The obvious objective in outlining your growth strategy is to show how these moves will increase sales. This can happen in a number of ways:
Multiple locations: If your business requires a retail presence, outline where you might seek to open additional shops and what your geographic strategy will be. Don’t assume you can go national just because your product is regionally successful.
New client bases: Once you’ve reached your original core customers, who else might be interested in your products? If you’re a business-to-consumer company, think about offering business-to-business services, and vice-versa. Office supply stores, for example, have been very successful at catering to the needs of individuals as well as small-business owners.
New products: New products are an obvious way to grow sales, but their issuance often is poorly executed. Discuss your plan for introducing new products or services in the short, medium and long term. These can be variations of your core product or completely new offerings that expand your overall base.
Franchising: Restaurants often turn to franchising, and it is a feasible option for many other industries as well. Franchising works best when your product is consistent and customers have certain expectations about your brand.
Online strategy: How will you use the Internet to grow your sales? Will you sell your product on your own corporate Web site, partner with an existing Internet retailer or maybe advertise online to build local brand awareness? Using the Web is not mandatory for selling your product, but your growth strategy should include an online element.
Marketing: Look back at the marketing section of your business plan. If you’ve already addressed facets of your business growth strategy in that section, you can use it to detail your expansion, and then refer to your marketing section as an implementation tool.
Decreasing costs: Growth has bottom-line advantages, too. The more business you do, the more you can take advantage of learning curves and economies of scale. Learning curves allow you to become more efficient as you gain experience. Economies of scale refer to a reduction in average cost over time because of factors such as buying power and managerial specialization.
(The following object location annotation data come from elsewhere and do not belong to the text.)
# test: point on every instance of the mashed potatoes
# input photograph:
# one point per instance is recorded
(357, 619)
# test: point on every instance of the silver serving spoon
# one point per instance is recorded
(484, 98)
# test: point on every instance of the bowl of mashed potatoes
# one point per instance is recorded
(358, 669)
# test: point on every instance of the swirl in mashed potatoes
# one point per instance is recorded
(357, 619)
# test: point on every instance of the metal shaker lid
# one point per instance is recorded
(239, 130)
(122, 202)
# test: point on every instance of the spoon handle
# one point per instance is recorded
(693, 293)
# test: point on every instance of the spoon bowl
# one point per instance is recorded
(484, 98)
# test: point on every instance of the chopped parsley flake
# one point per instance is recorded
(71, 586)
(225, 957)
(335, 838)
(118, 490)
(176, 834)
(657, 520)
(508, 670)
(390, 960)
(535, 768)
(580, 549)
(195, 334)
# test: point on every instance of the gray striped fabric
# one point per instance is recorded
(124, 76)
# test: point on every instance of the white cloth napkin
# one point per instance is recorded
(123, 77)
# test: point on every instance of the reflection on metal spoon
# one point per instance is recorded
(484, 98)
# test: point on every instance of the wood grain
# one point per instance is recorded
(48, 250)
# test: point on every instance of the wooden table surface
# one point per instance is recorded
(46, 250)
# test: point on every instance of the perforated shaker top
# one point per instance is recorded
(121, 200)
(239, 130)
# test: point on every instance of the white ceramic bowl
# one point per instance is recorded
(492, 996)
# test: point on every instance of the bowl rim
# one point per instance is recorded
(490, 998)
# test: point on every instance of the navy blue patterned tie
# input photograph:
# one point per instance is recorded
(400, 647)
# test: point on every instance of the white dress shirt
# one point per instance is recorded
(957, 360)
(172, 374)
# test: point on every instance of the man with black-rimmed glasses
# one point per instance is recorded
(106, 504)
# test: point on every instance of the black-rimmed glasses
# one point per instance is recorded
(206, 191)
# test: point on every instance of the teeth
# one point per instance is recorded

Acquisitions: A final option to address is growth through acquisition. This would come into play after your startup is more established and ready to expand into other markets. At this stage, you may want to address which companies, or types of companies, would make ideal acquisition targets. Look for companies that are a good fit for your product and distribution methods, but that also present new opportunities for growth. Any duplication from an acquisition should be balanced out with growth areas.